Adam Wade didn’t get into storytelling for the glory. When he started out, there were no quiet salons full of attentive audiences, no podcasts or radio programs devoted to the introspective genre. And he didn’t get on stage because he’s a natural performer — he’s nervous, always has been, and it still shows. “Growing up, most people wanted to be baseball players or firemen. For me, I guess I just wanted to connect with people,” says Wade, 37. “After years of being a geek in high school, then going to a small college with these frat guys, no one was paying attention to me. And it’s not like I wanted to get the girl — I just thought that I might have something to offer, and that there were probably people out there like me.”
It turns out that there were plenty. Endearingly awkward and artfully honest, his tales of growing up in New Hampshire and navigating adulthood in New York City with slightly more finesse have a universal, familiar appeal. Instinctively, you want to root for this guy — you want him to get the girl, you want him to get whatever else it is he’s after — and if you’re feeling particularly generous toward yourself, you’ll recognize something in his wise but wide-eyed charm.
“The thing that works for me is being me up there,” says Wade, a regular winner at NYC’s The Moth Story Slam. “There have been nights that I’ve done very well with an audience, and then post-mortem on the subway I think, OK, well it wasn’t me — and it doesn’t feel very satisfying.”
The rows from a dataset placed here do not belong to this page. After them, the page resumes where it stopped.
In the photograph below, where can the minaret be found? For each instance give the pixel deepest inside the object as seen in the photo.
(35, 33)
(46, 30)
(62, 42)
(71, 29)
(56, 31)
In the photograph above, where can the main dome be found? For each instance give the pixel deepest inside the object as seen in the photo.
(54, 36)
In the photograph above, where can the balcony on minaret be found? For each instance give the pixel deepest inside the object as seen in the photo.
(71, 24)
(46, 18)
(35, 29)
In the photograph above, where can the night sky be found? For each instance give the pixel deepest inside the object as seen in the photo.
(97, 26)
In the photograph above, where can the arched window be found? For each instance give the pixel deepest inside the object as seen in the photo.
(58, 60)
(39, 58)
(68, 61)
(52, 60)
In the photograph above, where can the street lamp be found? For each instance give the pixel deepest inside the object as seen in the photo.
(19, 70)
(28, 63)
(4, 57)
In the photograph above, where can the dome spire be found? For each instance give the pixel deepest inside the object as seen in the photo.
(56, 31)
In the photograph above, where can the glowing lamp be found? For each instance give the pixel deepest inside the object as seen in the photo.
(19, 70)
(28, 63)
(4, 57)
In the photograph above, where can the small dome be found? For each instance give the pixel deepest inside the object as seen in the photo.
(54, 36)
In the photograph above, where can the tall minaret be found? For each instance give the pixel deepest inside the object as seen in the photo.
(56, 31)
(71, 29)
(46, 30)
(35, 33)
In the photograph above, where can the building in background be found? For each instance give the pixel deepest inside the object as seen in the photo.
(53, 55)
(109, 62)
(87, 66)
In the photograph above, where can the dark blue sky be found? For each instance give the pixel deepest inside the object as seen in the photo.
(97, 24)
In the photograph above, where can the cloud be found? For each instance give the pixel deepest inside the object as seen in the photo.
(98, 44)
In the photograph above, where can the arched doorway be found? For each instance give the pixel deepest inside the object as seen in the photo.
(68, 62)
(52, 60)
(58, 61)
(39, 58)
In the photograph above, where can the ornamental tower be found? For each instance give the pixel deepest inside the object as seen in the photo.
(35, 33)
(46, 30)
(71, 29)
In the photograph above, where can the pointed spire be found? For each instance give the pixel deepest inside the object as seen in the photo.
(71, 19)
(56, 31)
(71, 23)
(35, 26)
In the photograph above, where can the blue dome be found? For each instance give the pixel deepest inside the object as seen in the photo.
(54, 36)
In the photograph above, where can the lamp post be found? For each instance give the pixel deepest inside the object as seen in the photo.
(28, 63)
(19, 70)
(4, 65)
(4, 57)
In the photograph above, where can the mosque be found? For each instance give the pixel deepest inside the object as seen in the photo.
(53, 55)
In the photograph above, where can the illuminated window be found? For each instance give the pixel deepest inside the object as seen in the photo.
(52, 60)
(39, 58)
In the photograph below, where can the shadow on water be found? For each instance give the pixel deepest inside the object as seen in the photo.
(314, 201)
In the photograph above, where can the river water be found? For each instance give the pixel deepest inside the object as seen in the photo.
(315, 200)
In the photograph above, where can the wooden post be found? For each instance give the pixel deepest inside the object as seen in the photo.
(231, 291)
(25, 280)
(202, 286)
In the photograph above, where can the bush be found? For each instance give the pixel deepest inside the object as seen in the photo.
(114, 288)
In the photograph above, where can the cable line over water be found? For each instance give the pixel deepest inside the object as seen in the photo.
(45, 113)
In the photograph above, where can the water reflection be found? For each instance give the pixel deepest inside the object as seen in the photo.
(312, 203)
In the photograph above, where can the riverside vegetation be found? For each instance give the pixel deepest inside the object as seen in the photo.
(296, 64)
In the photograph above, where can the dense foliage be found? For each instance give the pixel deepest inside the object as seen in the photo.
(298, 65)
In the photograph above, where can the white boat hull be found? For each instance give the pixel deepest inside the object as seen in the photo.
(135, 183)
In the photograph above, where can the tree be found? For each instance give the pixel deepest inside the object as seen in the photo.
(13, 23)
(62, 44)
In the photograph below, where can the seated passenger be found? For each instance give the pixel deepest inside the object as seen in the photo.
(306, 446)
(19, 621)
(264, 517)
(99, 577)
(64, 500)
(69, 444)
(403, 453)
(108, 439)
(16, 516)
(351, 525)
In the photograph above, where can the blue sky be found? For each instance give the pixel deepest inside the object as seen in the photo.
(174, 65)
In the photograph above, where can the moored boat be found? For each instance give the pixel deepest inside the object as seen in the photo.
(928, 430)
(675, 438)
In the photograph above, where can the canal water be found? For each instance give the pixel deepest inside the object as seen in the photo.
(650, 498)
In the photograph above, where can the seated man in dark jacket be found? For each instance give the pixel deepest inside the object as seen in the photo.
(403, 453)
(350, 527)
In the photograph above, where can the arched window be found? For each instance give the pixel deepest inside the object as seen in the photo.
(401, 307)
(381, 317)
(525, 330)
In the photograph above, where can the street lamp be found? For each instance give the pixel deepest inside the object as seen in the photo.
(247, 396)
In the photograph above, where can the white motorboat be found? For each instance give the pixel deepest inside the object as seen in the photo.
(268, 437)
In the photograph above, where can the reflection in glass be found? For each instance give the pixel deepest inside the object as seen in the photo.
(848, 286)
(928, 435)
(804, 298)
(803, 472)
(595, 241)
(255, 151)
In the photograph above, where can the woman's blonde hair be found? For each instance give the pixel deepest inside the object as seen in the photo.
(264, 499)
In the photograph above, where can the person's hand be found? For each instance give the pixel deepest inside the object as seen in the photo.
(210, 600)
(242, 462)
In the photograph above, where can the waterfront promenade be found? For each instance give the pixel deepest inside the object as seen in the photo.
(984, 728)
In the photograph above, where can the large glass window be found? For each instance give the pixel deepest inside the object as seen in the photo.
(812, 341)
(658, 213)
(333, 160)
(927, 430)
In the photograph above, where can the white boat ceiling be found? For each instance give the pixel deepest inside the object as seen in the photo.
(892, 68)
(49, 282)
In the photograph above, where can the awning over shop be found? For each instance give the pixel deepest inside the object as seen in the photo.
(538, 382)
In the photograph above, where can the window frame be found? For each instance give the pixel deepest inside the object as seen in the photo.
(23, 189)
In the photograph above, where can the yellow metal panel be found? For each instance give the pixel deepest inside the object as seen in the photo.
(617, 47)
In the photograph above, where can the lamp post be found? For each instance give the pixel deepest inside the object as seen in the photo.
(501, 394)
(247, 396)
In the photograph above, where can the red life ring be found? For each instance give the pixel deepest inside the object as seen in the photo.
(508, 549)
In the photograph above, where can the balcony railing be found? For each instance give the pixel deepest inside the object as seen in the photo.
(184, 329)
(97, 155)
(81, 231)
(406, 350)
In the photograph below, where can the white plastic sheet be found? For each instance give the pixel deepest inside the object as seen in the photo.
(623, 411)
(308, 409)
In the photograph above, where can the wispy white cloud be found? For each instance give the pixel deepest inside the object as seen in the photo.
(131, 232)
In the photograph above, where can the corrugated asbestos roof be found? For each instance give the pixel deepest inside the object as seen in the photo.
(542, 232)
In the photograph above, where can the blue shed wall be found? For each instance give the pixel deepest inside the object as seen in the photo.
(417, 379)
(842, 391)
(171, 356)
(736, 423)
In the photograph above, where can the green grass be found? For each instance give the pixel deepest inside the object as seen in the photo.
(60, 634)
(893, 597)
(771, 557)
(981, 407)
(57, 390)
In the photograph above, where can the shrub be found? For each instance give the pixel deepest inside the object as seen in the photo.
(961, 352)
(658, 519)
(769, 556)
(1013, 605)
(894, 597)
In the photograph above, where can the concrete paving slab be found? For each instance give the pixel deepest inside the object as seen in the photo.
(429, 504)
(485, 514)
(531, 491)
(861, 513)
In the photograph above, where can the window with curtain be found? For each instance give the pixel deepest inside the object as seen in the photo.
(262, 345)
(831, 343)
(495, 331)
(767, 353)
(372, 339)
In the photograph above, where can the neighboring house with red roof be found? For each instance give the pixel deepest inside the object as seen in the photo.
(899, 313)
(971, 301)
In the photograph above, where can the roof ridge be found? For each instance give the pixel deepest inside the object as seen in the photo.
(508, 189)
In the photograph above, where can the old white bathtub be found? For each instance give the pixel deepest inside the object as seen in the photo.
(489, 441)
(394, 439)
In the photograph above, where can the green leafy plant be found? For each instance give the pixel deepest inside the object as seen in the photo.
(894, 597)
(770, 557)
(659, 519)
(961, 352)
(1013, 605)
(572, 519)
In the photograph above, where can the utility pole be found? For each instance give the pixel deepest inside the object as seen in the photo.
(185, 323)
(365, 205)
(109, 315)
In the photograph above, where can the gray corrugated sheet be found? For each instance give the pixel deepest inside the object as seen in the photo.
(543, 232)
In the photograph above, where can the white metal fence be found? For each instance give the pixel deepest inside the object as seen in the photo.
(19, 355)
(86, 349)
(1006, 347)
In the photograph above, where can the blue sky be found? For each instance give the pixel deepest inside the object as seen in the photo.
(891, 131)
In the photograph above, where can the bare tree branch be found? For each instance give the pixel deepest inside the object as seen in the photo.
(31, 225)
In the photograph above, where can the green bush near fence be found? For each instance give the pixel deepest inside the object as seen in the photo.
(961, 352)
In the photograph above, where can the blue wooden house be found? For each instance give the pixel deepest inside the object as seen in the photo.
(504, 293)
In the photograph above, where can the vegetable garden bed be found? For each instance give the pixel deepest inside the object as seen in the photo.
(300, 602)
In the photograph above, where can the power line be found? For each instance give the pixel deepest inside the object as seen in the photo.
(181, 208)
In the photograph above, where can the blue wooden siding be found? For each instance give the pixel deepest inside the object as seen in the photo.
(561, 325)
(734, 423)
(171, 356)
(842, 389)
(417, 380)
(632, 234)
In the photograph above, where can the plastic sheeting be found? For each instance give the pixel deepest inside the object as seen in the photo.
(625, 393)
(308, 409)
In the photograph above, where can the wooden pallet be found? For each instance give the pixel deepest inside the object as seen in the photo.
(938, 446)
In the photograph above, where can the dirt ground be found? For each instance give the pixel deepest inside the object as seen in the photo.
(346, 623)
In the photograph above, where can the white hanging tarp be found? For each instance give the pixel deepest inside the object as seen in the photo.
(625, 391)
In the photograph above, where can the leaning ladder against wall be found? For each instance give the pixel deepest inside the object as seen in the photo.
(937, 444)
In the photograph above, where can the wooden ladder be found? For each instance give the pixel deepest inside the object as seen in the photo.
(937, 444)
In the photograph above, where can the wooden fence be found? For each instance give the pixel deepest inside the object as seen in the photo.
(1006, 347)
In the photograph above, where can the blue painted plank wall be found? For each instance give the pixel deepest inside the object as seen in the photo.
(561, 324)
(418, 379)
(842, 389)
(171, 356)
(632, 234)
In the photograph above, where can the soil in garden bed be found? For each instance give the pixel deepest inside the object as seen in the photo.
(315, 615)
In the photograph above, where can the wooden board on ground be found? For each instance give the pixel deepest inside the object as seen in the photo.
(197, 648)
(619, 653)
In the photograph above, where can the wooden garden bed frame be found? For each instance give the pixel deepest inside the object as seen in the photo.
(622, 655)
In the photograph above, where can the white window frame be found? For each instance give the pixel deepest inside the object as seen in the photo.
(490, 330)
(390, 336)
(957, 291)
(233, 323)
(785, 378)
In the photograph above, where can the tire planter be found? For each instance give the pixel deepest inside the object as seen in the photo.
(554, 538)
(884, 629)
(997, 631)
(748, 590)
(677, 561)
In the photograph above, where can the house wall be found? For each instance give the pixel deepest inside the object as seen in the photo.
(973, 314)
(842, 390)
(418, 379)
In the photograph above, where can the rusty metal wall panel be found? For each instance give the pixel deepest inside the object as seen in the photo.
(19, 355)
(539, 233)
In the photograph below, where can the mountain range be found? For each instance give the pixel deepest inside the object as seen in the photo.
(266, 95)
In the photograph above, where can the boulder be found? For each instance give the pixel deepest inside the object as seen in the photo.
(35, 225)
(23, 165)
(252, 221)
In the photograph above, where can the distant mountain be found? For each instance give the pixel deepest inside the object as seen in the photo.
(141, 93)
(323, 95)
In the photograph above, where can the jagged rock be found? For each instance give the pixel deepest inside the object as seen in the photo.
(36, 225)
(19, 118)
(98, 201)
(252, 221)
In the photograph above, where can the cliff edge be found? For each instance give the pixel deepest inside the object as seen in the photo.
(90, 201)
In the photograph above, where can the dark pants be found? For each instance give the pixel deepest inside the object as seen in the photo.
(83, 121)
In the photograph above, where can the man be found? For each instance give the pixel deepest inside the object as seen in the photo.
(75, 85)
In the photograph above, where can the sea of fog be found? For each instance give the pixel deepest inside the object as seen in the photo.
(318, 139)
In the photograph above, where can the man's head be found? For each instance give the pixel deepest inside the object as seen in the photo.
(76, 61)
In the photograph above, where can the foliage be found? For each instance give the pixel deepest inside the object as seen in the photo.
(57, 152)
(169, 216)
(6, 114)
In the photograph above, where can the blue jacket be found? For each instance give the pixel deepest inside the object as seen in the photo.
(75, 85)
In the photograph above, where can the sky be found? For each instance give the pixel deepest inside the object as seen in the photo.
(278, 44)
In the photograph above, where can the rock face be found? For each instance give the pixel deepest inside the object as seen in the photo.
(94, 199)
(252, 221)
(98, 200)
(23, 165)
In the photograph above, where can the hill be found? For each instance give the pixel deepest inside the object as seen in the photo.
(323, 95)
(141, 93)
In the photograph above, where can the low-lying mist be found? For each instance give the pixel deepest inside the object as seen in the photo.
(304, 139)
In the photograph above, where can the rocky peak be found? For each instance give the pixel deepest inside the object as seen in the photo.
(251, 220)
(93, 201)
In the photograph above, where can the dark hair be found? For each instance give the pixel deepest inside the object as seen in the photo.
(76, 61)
After selling out two First Person Arts Festival performances last year, Wade is back in Philly this weekend with “The Adam Wade Family Hour.” Like his previous shows, it mixes the laugh-out-loud with more subtle moments. “A lot of my stories end sad, and I used to really wonder, should I be getting big laughs?” admits Wade. “There’s just so much thrown at people, so much entertainment stimuli, but sometimes they’ll remember this guy with the glasses, and his story, and for me this means it’s working — it’s the ultimate compliment.”